Falkayn grew aware that Quillipup was droning on about more immediately significant business.

"—neither chronicle nor tradition identifies a world that might be Antoran. Phonetic analysis of clandestinely recorded speech, and certain details of custom that have been observed, suggest that the planet was settled from Dzua. But Dzua was one of the first worlds on which civilization disintegrated, and no record remains of enterprises which might once have begun there. Antoran must, accordingly, be a fifteenth colony, forgotten at home and never mentioned to the rest of us."

"Are you sure?" Falkayn ventured. "I mean, could one of the known Kraokan planets not have—"

"Certainly not," Beljagor said. "I've been on all of them and I know their capabilities. A fleet like this one—and I was taken into space, shown how big a fleet it is and what it can do—it can't be built without more industry than anybody could hide."

"The invaders . . . what have they said?"

"Not a clue-giving word, I told you. They don't belong to your blabbermouth species.
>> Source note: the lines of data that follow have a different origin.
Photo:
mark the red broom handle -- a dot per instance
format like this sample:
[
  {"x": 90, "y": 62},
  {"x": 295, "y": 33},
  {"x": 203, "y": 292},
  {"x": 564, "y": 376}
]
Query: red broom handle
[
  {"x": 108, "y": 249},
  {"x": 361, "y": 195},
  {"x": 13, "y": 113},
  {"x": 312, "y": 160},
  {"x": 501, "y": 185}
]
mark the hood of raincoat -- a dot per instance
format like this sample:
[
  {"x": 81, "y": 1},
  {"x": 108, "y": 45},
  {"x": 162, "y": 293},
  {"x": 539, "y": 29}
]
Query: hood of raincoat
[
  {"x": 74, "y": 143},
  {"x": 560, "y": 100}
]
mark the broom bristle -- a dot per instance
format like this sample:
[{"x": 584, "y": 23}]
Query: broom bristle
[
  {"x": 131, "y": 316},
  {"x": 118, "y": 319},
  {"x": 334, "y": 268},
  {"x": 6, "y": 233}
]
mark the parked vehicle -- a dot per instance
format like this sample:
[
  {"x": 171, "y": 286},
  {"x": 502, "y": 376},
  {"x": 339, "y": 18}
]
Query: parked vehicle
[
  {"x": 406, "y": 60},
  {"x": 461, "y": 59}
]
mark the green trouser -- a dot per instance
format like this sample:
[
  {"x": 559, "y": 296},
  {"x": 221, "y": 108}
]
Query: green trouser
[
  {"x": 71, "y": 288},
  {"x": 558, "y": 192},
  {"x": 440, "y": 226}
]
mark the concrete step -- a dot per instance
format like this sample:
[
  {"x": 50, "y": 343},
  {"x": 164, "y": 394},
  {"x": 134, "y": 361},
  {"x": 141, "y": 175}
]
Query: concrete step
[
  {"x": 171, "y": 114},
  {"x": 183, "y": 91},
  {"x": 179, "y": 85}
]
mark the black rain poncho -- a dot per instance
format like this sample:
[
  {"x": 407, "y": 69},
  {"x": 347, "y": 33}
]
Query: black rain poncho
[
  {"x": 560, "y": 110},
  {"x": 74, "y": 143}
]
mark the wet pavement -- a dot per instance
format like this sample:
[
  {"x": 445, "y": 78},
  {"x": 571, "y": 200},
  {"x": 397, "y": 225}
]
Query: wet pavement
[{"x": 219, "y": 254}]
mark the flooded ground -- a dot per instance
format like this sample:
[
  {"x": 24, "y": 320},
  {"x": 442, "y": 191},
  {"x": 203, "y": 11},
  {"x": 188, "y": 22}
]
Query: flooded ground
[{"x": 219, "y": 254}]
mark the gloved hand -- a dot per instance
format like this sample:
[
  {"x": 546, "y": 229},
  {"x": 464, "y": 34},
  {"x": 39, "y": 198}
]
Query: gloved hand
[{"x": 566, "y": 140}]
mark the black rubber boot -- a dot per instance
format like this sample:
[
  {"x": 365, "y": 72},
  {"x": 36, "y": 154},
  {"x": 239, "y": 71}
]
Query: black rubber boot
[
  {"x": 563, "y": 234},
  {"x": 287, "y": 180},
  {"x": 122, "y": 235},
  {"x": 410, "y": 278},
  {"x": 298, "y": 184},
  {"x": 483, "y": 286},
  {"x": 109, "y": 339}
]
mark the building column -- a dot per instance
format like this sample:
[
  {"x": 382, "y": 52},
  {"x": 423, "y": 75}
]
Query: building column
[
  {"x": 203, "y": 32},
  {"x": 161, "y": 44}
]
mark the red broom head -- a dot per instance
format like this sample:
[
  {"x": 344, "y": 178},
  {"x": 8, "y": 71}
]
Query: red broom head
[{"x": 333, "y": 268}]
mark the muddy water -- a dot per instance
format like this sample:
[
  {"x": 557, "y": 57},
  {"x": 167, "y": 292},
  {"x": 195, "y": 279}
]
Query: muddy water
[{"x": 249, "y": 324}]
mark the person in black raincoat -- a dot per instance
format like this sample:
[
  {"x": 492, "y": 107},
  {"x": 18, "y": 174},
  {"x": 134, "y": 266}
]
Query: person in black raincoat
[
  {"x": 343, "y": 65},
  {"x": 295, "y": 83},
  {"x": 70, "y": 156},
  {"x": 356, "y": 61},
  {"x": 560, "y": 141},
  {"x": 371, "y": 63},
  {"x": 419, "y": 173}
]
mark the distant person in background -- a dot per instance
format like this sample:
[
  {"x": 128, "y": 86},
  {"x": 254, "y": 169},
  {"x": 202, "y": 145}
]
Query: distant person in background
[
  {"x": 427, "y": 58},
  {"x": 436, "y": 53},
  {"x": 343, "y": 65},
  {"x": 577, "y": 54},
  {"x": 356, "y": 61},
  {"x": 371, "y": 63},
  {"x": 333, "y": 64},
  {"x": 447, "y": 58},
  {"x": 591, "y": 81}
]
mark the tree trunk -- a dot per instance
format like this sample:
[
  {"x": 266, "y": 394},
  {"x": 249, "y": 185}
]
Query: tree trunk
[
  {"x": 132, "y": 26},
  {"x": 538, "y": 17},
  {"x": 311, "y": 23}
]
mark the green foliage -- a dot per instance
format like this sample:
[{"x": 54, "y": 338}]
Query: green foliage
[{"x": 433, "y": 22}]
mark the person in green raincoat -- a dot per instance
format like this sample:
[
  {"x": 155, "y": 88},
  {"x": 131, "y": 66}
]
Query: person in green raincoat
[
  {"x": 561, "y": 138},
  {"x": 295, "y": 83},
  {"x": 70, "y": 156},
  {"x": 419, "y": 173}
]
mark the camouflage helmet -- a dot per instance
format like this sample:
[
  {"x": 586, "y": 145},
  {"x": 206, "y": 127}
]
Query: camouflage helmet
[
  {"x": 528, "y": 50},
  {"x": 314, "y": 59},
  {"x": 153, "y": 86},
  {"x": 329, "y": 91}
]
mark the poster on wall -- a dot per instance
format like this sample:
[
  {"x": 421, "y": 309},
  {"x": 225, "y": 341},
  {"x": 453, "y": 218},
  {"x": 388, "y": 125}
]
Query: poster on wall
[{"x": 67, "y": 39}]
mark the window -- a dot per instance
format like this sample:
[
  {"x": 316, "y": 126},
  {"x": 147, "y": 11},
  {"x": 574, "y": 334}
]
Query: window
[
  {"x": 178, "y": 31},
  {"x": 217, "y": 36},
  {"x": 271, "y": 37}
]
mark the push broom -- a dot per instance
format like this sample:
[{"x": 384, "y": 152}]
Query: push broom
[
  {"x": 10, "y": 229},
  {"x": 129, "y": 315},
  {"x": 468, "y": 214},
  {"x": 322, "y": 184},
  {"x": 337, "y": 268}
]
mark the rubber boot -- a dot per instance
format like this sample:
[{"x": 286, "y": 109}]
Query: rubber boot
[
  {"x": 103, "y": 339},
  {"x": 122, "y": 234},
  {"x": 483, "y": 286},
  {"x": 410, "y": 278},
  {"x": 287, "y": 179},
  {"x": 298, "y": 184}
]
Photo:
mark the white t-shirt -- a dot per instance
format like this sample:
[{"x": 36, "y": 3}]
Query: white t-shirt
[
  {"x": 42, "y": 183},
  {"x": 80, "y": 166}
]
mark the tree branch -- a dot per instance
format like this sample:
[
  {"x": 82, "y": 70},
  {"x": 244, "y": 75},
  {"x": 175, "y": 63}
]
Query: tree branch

Kraoka have too much tribal-identity instinct to break security."

"They must at least have explained their reasons."

"Oh, that. Yes. They're hell-bent to reestablish the old society, as an empire this time. And they want the League out of the entire region because they say we're a bunch of dominators, exploiters, corrupters of the pure tradition, and I don't know what stinking else."

Falkayn stole a look at Quillipup. He couldn't read expressions on her face, but the dorsal fin—a body-cooling surface—was erecting itself and the tail switched. Vanessa had offered no resistance to the take-over. Quite probably Quillipup would not be a bit sorry if her present employers got booted out.

The human said carefully, "Well, sir, in a way they're justified, aren't they? This is their home, not ours. We've done nothing for the Kraoka that we didn't make a fat profit on. And if they want to deal with us, they have to change a high, ancient culture—"

"Your idealism pierces me to the core; I won't say in what part of my anatomy," Beljagor sneered. "What matters is that the League stands to lose a megawhopping amount of money. All our facilities in the region are to be confiscated, you hear? So they'll get our trade with the cooler stars, too. And I don't think they'll stop there, either. Those humans who're with them, what do they want?"

"Well . . . yes," Falkayn conceded. There was no denying that his own species was among the most predatory in the universe. "Your message mentioned somebody called Utah Horn. That does sound pretty, uh, Wild West and bandit-like."

"I'll notify him you're here," Beljagor said. "He wants to talk with a League official of his own race. Well, he'll have to settle for you. I wish I could hope you'll manage to worm something out of him."

A server floated in with bottles. "Here's the beer," Beljagor announced. The machine opened two, Quillipup curtly declining a third. Her sinews were taut and her tail lashed the clawed feet.

"Ad fortunam tuam," Beljagor said with no great sincerity, and tossed off half a liter.

Falkayn opened his mask at the mouth and did the same. Then he spouted the liquid back, choked, coughed, and fought not to vomit.

"Huh?" Beljagor stared. "What in the nine pustulant hells—? Oh, I see. I forgot your breed can't stand Jaleelan proteins." He slapped his thigh with a pistol noise. "Haw, haw, haw!"